Tim, that's a great article! I especially love the graphs. Did Medtronic already released this data? The only graphs about the actual glucose levels of patients I found were at
MiniMed 670G site and even there is it had to hear the data of the charts.
Just to be clear here, that data on my blog is from me using OpenAPS and Loop, not the 670. I compared the self reported data from OpenAPS with the Medtronic Study here:
http://www.diabettech.com/medtronic...id-closed-loop-system-what-does-the-data-say/ The data in this latter one is from the presentation that Medtronic gave at EASD2016, which was promptly not allowed to be shared.
The drop of A1c because of automation...is it because Type 1 patients are not responding to their alarms on older 530G and 630G models? I like how 670G makes life easier but cannot see why it would be that much better in A1c performance. As far as I understand it, it just injects you a basal automatically - in older devices you have to do it yourself. So performance-wise there should be a negligible difference. Please do correct me
The main difference between using a Hybrid Closed loop and something with a predictive low suspend is how it looks ahead. The Hybrid Closed loop has a model against which it compares the data you enter for meals, the change in glucose levels it sees and what it knows the background basal rate to be. If the actual glucose deviates from the prediction, then it either adds or removes basal rate to bring the actual value in line with the predicted value. Typically it looks out for the Insulin Duration time in the Open Source platforms.

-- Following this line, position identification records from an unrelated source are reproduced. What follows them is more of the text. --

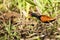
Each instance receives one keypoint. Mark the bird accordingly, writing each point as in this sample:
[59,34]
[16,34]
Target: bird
[43,18]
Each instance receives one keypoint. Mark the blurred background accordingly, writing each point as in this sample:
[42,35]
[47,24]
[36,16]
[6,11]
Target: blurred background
[17,24]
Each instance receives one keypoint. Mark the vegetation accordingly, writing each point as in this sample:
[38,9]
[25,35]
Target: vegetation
[17,24]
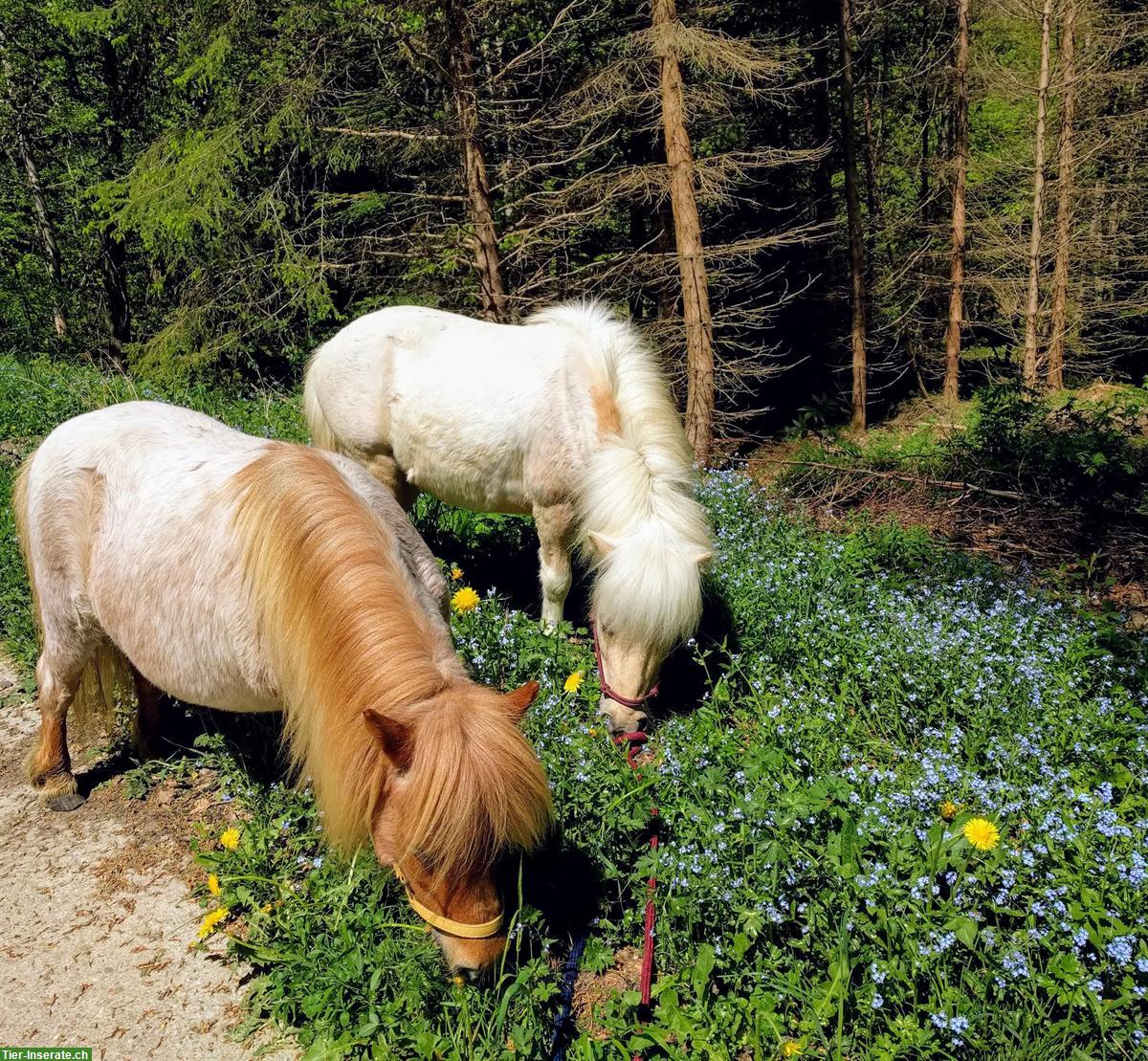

Even with the best will in the world, by sugar surfing and glancing at your CGM, you have to do it a lot to maintain the same Hba1C and variability. What the loop does is make a decision when your glucose level is in a normal range, not when an alarm is sounding, so it takes effect that much earlier. It works very effectively.
just wondered, is the 670 an update to the 640? I'm just about to choose my first pump and at the moment the 640 is my first choice (ahead of the Vibe). This will be NHS funded (but not the CGM); if this is an update, do Medtronic upgrade peoples pumps, or would I be on the 640G for the 4 years stated by my local NHS?
The conversation I had with Medtronic on this point suggested that it may be possible that 640s wouldn't be replaced with 640s if they broke, once the 670 was available.